University of Colorado School of Medicine, Aurora, Colorado (J.L.W.).
SonarMD, Scottsdale, Arizona (L.R.K.).
Ann Intern Med. 2024 Mar;177(3):375-382. doi: 10.7326/M23-2991. Epub 2024 Mar 12.
The Centers for Medicare & Medicaid Services Innovation Center (CMMI) has set the goal for 100% of traditional Medicare beneficiaries to be part of an accountable care relationship by 2030. Lack of meaningful financial incentives, intolerable or unpredictable risk, infrastructure costs, patient engagement, voluntary participation, and operational complexity have been noted by the provider and health care delivery community as barriers to participation or reasons for exiting programs. In addition, most piloted and implemented population-based total cost of care (PB-TCOC) payment models have focused on the role of the primary care physician being the accountability (that is, attributable) leader of a patient's multifaceted care team as well as acting as the mayor of the "medical neighborhood," leaving the role of specialty care physicians undefined. Successful provider specialist integration into PB-TCOC models includes meaningful participation of specialists in achieving whole-person, high-value care where all providers are financially motivated to participate; there is unambiguous prospective attribution and clearly defined accountability for each participating party throughout the care journey or episode; there is a known care attribution transition accountability plan; there is actionable, transparent, and timely data available with appropriate data development and basic analytic costs covered; and there is advanced payment to the accountable person or entity for management of the care episode that is part of a longitudinal care plan. Payment models should be created to address the 7 challenges raised here if specialists are to be incented to join TCOC models that achieve CMMI's goal.

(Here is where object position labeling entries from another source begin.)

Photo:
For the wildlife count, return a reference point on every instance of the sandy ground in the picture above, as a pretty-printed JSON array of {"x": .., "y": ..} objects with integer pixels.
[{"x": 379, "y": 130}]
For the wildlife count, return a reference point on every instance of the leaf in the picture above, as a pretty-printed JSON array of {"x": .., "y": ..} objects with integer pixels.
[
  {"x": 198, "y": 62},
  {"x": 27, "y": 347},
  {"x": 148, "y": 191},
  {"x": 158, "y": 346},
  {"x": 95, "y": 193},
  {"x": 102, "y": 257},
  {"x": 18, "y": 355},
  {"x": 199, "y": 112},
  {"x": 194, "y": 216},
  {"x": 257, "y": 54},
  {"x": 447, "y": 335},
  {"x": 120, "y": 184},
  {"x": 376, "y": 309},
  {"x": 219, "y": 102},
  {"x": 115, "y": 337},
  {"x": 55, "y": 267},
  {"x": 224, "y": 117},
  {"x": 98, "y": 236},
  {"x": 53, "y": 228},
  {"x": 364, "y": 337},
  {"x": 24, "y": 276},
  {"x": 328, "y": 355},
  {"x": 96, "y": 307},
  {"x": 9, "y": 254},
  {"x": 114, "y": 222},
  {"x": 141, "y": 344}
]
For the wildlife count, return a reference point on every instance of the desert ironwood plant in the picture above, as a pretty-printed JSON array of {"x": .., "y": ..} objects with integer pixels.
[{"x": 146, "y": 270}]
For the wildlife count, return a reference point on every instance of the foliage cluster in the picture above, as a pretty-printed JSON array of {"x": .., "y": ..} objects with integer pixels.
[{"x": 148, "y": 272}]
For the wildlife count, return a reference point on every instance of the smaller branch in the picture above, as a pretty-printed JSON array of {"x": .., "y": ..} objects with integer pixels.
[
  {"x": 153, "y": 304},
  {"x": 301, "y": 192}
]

医疗保险和医疗补助服务创新中心(CMMI)设定目标,到 2030 年,传统医疗保险的 100%受益人为有管理式医疗关系。提供者和医疗服务提供社区注意到,缺乏有意义的经济激励、难以承受或不可预测的风险、基础设施成本、患者参与、自愿参与以及运营复杂性,是参与或退出计划的障碍。此外,大多数试点和实施的基于人群的总医疗成本(PB-TCOC)支付模式都侧重于初级保健医生作为患者多方面护理团队的责任(即归因)领导者的作用,以及作为“医疗社区”市长的角色,而没有定义专科医生的角色。成功的提供者专科医生整合到 PB-TCOC 模式中包括专科医生的有意义参与,以实现全人、高价值的护理,所有提供者都有经济动机参与;在整个护理过程或事件中,对每个参与方都有明确的预期归属和明确的责任;有已知的护理归属过渡责任计划;有可操作、透明和及时的数据,具有适当的数据开发和基本分析成本;以及对负责管理护理事件的责任人或实体进行预先支付,该事件是纵向护理计划的一部分。如果要激励专科医生加入实现 CMMI 目标的 TCOC 模式,就需要创建支付模式来解决这里提出的 7 个挑战。